The tell-tale signs of a bad hire make themselves known in some very damaging ways.
- Performance on the team could have dropped
- Lower team morale
- The employee in questions is complaining… about everything
- Attendance problems, is your new hire skipping work or taking constant sick days?
- Being generally unhappy. If an employee is just unhappy all the time chances are you’ve hired the wrong person for the role.

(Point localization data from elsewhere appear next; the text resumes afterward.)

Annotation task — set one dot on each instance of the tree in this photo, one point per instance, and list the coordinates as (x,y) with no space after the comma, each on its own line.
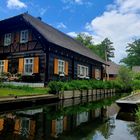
(106,49)
(125,77)
(86,40)
(133,57)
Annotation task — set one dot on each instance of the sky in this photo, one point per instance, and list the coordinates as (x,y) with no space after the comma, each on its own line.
(119,20)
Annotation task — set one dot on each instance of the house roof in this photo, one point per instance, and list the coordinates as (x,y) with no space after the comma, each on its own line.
(59,38)
(113,68)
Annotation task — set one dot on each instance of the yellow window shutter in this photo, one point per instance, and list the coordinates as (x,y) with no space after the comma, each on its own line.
(17,37)
(30,35)
(5,65)
(21,65)
(55,66)
(36,65)
(66,68)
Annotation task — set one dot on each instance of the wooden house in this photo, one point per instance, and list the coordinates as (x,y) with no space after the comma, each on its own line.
(112,70)
(41,53)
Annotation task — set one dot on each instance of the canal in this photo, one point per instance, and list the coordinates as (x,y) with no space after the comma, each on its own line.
(72,119)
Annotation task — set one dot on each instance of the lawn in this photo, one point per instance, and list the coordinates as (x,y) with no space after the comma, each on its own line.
(22,92)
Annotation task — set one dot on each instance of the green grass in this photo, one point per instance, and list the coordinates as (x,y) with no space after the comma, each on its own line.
(22,92)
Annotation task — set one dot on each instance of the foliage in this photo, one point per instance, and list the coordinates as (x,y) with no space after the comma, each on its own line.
(135,128)
(104,49)
(133,50)
(86,40)
(136,76)
(136,84)
(6,89)
(55,86)
(125,77)
(107,50)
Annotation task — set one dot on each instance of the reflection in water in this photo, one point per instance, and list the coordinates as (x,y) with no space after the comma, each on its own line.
(67,120)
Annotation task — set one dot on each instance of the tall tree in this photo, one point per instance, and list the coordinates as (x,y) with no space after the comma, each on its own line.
(106,49)
(84,39)
(133,57)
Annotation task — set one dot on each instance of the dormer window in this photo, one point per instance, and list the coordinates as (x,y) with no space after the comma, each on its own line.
(24,36)
(61,66)
(7,39)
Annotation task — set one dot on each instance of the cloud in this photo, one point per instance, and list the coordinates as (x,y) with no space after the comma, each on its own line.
(61,25)
(73,1)
(42,11)
(78,2)
(120,23)
(15,4)
(72,34)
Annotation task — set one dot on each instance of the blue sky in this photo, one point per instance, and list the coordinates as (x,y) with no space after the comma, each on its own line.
(119,20)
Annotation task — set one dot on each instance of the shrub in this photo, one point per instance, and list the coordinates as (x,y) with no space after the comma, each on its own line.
(55,86)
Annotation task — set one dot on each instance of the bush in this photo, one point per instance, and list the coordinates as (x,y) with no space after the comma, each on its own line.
(55,86)
(136,84)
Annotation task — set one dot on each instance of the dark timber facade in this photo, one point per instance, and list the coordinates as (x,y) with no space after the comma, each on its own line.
(31,47)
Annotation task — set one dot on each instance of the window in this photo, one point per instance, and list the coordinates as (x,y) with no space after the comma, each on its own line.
(61,66)
(28,65)
(7,39)
(24,36)
(82,71)
(97,74)
(1,66)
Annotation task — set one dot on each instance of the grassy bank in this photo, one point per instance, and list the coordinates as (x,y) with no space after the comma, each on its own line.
(10,90)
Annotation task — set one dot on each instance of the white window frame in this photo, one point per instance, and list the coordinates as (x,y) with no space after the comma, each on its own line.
(82,71)
(61,67)
(24,36)
(1,66)
(97,74)
(29,58)
(7,39)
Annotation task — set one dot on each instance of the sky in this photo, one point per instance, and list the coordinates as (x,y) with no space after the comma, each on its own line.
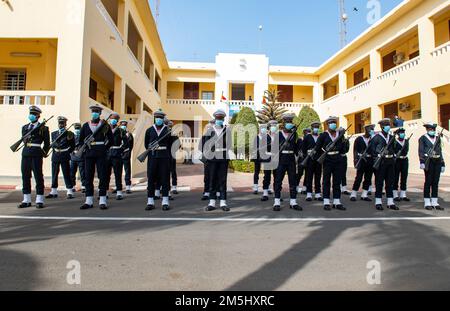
(295,32)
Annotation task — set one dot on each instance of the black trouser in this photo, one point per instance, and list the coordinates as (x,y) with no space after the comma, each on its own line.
(384,176)
(401,174)
(99,163)
(218,173)
(173,171)
(432,177)
(127,168)
(115,165)
(344,166)
(74,167)
(158,172)
(281,171)
(332,169)
(313,171)
(65,168)
(366,172)
(29,165)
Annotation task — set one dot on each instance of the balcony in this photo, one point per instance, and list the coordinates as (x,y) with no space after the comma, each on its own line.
(27,98)
(403,67)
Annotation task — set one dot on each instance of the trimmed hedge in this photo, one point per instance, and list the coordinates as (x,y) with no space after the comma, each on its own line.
(242,166)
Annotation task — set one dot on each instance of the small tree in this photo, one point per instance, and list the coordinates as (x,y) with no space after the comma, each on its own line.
(244,139)
(272,109)
(305,117)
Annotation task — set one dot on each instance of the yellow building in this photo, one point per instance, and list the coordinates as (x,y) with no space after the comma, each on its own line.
(69,53)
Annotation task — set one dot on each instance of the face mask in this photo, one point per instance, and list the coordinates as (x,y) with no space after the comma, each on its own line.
(289,126)
(32,118)
(159,122)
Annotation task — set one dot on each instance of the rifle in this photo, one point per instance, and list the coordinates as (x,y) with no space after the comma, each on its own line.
(399,154)
(88,140)
(56,141)
(155,145)
(383,153)
(432,151)
(18,145)
(332,145)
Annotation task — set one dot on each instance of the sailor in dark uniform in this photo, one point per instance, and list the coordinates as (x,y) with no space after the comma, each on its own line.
(401,166)
(32,159)
(365,170)
(332,166)
(287,152)
(300,168)
(216,149)
(313,169)
(96,156)
(206,179)
(77,164)
(61,158)
(158,161)
(386,173)
(428,143)
(115,153)
(126,156)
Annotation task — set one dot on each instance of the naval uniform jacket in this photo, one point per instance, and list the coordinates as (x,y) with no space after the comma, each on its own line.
(335,155)
(165,145)
(102,139)
(64,147)
(33,147)
(118,144)
(425,145)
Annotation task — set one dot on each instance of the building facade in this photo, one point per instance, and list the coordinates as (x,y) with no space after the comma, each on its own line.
(70,53)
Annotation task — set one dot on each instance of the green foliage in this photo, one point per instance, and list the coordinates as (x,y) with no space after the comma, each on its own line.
(305,117)
(244,139)
(242,166)
(272,109)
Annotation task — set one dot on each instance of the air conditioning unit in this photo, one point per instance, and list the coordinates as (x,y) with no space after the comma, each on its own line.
(406,106)
(399,58)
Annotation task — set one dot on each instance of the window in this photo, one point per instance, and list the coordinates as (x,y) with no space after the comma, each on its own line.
(207,95)
(238,92)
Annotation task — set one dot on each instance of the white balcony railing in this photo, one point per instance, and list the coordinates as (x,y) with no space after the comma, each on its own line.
(441,50)
(403,67)
(202,102)
(27,98)
(109,21)
(358,87)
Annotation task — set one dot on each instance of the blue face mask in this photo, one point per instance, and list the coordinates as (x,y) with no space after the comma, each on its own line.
(32,118)
(289,126)
(159,122)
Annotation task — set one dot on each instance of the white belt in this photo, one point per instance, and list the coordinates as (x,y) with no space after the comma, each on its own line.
(62,150)
(34,145)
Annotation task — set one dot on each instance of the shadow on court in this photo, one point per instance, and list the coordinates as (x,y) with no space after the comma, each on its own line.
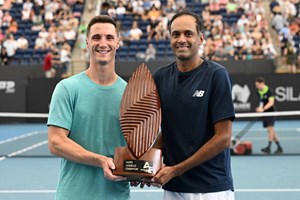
(255,178)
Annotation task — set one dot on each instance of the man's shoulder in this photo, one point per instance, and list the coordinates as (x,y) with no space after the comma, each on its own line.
(165,68)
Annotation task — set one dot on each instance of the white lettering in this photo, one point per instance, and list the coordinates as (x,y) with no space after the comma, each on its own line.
(198,93)
(286,94)
(8,86)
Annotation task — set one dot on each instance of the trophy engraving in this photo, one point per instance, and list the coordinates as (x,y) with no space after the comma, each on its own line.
(140,117)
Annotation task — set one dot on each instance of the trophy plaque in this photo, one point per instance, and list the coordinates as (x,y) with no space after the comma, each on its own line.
(140,117)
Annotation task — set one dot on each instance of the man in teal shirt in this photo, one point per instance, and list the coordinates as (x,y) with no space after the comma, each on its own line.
(83,123)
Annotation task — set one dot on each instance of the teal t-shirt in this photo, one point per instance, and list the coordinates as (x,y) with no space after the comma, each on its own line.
(91,113)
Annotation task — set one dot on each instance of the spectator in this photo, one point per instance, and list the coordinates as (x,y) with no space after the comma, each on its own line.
(11,46)
(112,11)
(48,65)
(150,53)
(2,36)
(135,32)
(82,43)
(69,34)
(6,19)
(232,7)
(151,29)
(13,27)
(291,57)
(278,22)
(65,58)
(39,43)
(3,57)
(120,10)
(161,32)
(22,42)
(26,14)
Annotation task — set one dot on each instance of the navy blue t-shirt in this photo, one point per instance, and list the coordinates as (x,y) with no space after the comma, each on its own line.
(191,103)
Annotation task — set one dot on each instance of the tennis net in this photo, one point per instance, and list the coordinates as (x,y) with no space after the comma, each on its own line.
(25,134)
(248,129)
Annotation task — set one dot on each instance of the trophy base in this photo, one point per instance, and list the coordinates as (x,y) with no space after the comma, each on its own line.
(135,169)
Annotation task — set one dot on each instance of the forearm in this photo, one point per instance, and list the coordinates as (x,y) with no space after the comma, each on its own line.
(62,146)
(158,144)
(72,151)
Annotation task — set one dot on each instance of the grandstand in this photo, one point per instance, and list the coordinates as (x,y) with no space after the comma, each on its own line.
(234,30)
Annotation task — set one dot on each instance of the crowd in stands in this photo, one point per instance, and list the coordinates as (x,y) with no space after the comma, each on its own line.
(286,23)
(233,29)
(31,28)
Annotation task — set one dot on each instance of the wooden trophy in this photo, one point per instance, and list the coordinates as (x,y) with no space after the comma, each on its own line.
(140,117)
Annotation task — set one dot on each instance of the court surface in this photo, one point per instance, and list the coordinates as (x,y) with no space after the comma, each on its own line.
(266,177)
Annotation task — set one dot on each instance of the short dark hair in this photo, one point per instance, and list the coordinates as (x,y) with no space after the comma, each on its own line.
(102,19)
(198,20)
(260,80)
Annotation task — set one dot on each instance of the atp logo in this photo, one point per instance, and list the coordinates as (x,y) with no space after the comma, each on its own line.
(8,86)
(198,93)
(240,97)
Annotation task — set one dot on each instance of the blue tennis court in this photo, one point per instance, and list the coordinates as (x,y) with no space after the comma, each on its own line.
(255,177)
(29,172)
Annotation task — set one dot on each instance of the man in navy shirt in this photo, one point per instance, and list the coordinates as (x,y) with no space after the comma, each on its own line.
(197,115)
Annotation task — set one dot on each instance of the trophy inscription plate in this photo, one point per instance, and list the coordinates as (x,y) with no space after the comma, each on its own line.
(140,117)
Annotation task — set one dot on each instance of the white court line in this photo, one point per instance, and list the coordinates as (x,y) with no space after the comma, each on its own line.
(146,191)
(20,137)
(23,150)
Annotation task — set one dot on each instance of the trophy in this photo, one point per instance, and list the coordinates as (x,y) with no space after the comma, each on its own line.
(140,117)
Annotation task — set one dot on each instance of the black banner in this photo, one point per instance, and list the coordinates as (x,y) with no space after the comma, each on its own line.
(285,86)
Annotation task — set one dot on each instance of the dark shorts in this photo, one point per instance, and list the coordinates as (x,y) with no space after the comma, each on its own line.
(268,121)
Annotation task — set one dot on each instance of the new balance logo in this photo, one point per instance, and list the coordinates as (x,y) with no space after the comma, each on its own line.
(199,93)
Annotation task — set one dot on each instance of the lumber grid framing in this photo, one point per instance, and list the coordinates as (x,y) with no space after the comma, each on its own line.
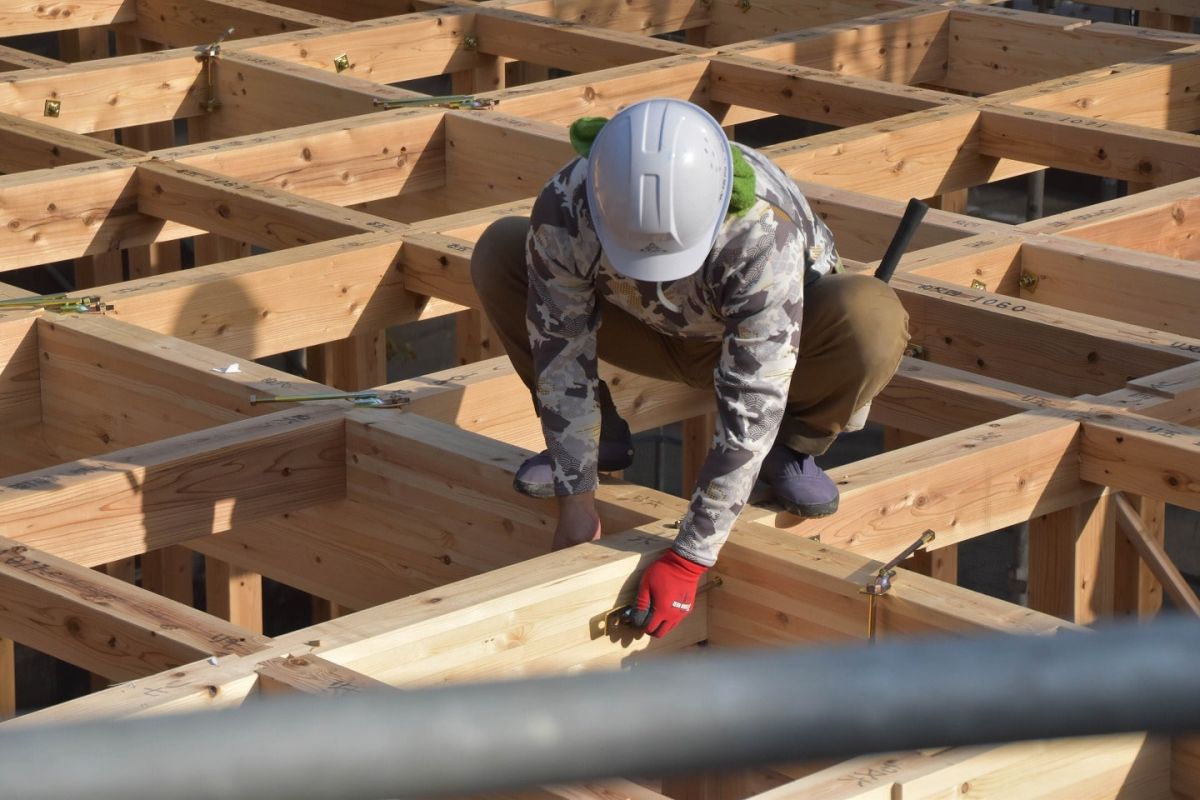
(1053,374)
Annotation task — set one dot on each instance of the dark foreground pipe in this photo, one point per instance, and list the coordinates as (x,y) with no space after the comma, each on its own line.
(911,220)
(691,713)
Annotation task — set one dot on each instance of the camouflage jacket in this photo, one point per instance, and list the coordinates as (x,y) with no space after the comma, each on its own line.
(748,294)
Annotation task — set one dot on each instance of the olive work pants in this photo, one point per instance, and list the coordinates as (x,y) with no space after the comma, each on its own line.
(852,336)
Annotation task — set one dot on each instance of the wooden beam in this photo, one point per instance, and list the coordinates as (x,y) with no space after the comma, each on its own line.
(234,594)
(345,162)
(12,58)
(814,94)
(280,301)
(7,679)
(533,152)
(1072,561)
(312,675)
(258,94)
(1153,221)
(780,589)
(1151,91)
(1025,342)
(103,624)
(574,48)
(647,17)
(19,19)
(1152,552)
(960,486)
(178,388)
(109,94)
(19,379)
(1087,145)
(603,94)
(1158,459)
(915,155)
(251,212)
(504,623)
(907,46)
(179,488)
(71,211)
(417,46)
(1114,282)
(178,24)
(993,259)
(29,144)
(994,49)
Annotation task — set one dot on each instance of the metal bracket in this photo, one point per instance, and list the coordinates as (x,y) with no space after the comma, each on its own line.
(207,54)
(60,302)
(882,582)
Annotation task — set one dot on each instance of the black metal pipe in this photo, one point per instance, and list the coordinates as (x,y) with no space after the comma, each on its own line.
(912,216)
(707,711)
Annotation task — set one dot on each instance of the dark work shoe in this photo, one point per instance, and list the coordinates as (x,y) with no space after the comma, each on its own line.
(799,485)
(535,476)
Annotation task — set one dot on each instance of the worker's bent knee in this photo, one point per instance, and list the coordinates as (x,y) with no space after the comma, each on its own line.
(862,319)
(499,254)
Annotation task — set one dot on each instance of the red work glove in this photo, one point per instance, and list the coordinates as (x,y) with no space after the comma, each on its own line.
(666,594)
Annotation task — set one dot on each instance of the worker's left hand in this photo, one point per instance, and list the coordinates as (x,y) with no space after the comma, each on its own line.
(666,594)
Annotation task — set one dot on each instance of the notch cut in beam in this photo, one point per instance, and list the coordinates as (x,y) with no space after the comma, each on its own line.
(99,510)
(244,211)
(102,624)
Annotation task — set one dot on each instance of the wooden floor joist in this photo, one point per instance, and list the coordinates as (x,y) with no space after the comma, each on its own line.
(227,182)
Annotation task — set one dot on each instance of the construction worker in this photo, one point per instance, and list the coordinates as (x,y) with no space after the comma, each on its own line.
(667,251)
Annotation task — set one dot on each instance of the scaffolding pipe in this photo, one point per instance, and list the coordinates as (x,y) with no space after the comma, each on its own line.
(701,713)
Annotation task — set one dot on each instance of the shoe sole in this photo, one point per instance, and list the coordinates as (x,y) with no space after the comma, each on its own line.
(543,491)
(813,511)
(540,491)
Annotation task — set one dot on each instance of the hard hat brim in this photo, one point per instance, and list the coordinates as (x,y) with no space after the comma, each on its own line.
(658,268)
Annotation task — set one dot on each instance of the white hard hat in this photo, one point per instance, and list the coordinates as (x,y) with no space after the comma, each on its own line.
(659,181)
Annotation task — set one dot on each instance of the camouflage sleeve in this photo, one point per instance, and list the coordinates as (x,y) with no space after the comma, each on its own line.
(562,322)
(762,302)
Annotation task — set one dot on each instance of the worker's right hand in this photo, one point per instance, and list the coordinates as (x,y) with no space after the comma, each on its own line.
(579,521)
(666,594)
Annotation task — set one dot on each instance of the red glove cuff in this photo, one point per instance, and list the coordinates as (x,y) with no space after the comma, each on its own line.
(667,593)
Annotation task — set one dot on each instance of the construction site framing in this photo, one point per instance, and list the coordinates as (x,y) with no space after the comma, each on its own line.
(1051,378)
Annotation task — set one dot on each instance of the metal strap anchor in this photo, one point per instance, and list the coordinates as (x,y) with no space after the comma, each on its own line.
(468,102)
(61,304)
(208,54)
(367,398)
(882,582)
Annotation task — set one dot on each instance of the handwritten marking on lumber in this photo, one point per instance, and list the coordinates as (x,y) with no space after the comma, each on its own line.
(983,300)
(871,775)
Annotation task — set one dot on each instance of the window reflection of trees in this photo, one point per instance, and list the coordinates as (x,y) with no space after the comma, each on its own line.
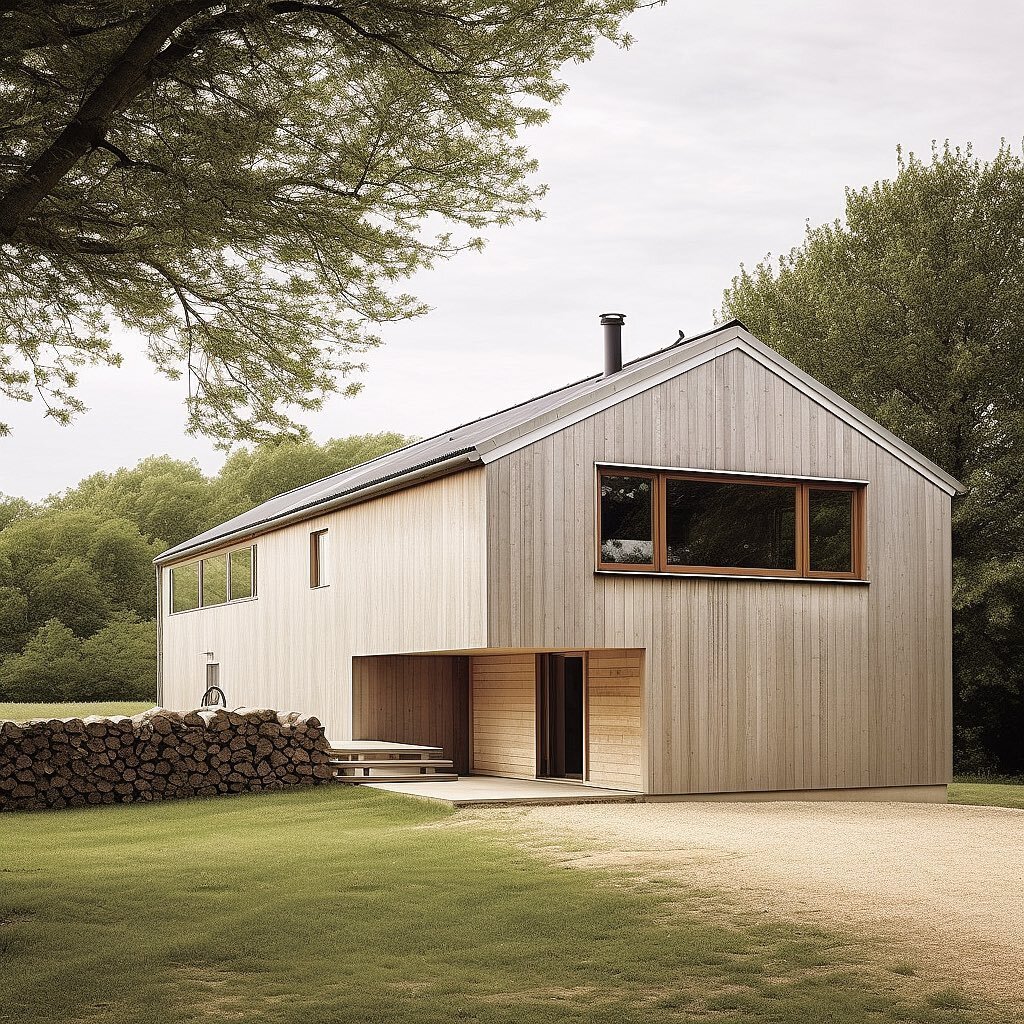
(627,537)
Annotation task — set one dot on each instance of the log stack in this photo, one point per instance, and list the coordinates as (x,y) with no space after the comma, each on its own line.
(159,755)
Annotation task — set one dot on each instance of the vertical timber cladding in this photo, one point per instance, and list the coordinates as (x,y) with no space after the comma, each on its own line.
(748,685)
(504,713)
(409,698)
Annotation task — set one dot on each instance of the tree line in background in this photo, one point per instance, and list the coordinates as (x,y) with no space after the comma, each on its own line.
(912,309)
(77,582)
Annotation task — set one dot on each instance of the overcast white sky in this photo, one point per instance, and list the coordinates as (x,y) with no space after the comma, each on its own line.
(707,144)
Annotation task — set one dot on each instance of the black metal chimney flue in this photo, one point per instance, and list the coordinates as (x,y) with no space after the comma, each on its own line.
(612,324)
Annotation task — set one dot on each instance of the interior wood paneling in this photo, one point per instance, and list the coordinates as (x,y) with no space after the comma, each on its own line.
(614,687)
(503,702)
(749,685)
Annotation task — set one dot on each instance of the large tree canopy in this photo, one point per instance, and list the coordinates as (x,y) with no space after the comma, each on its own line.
(77,594)
(244,181)
(913,310)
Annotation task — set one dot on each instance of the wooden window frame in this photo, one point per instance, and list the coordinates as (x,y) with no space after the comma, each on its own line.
(198,562)
(802,539)
(315,573)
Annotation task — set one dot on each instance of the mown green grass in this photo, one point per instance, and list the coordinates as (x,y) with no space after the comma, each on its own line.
(985,794)
(333,905)
(23,712)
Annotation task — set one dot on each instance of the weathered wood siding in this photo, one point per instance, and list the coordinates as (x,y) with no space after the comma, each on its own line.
(503,701)
(412,699)
(406,573)
(614,680)
(749,685)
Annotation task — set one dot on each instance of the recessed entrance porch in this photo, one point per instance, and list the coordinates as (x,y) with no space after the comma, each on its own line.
(571,715)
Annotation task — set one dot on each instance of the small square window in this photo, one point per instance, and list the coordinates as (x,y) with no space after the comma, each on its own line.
(317,558)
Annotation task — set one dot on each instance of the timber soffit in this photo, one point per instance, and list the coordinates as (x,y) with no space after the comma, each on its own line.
(494,436)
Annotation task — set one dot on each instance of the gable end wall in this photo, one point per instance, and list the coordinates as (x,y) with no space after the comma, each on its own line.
(750,685)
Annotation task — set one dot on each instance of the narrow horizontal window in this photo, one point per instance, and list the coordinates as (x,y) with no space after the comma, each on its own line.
(674,521)
(184,587)
(627,520)
(213,581)
(317,558)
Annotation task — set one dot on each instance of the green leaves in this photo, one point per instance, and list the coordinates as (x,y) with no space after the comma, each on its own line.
(243,183)
(911,309)
(77,583)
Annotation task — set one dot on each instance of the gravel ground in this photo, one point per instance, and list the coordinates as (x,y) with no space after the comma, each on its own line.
(947,881)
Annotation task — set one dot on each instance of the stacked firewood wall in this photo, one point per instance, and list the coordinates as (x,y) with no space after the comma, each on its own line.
(159,755)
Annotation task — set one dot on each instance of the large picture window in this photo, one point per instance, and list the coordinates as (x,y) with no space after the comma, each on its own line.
(216,580)
(690,522)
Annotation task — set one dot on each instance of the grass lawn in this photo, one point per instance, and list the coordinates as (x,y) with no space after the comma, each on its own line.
(1001,794)
(22,713)
(348,905)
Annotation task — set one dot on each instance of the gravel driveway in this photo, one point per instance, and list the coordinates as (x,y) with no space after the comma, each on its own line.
(947,880)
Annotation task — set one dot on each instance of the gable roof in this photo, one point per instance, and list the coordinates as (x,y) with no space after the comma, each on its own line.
(494,436)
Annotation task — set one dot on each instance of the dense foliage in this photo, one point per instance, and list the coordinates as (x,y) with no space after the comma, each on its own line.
(77,583)
(912,309)
(244,181)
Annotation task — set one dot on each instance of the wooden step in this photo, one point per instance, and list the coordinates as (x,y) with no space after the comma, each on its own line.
(402,765)
(364,779)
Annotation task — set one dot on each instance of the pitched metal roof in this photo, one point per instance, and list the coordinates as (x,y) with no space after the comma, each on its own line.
(491,436)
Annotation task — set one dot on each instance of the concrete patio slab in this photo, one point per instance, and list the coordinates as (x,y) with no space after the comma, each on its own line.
(472,791)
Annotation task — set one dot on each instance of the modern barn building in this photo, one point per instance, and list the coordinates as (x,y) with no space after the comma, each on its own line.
(700,572)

While the indicator may change one thing remains the same, the cost to you and your business. A third of employers estimate bad hires cost their companies more than $50,000. If you think that’s bad Zappos estimates bad hires have cost them $100million.
So, what can you do?
The best mode of protection is prevention. Hire your employees slowly test their ability and, get them in for half a day to see how they would perform within a company. When interviewing, candidates test them rigorously on the skills needed to do the job to ensure they will be able to perform. Make sure all potential employees meet the team, it’s easy to get overly invested and miss red flags, having other people meet a candidate will ensure there is no confirmation bias within your decision.
While this could seem overkill, it does a service to the candidates by ensuring they won’t get fired or make a poor career decision by taking on the wrong company. The worst thing an employer can do is bring on a candidate without doing the due diligence first.
But I’ve already hired the wrong employee.
Once you have identified that an employee isn’t performing ending the relationship quickly and amicably is a must. Most managers avoid having the uncomfortable break-up discussion in favour of building systems around a bad hire. This is a disservice to not only your company and team but the employee in questions as well.
Take the troubled employee out for a coffee, explain that it’s not working out and offer an exit strategy. Netflix famously provides a generous severance package to average hires so managers feel better about letting them go. Offering career advice or providing a good reference will go a long way in helping an employee secure a new position and you getting on with securing the right team.
The best method of avoiding hiring wrong will always be taking your time slowly during the hiring process. You wouldn’t commit to a 2 to the 4-year relationship after the first two coffee dates so why do the same for a new employee. By trialing them out first you can gain a better gauge on how they might fit into your company.
If you do hire someone who doesn’t fit the onus will generally fall on the employer to let them go. At Hireroom we are big believers in never burning your bridges, which in the context of letting someone go means handling the process with care and compassion as it will almost always be a painful affair for both parties and affect the employee worse than you. Help them find where they do fit or give them the means to look for a new job.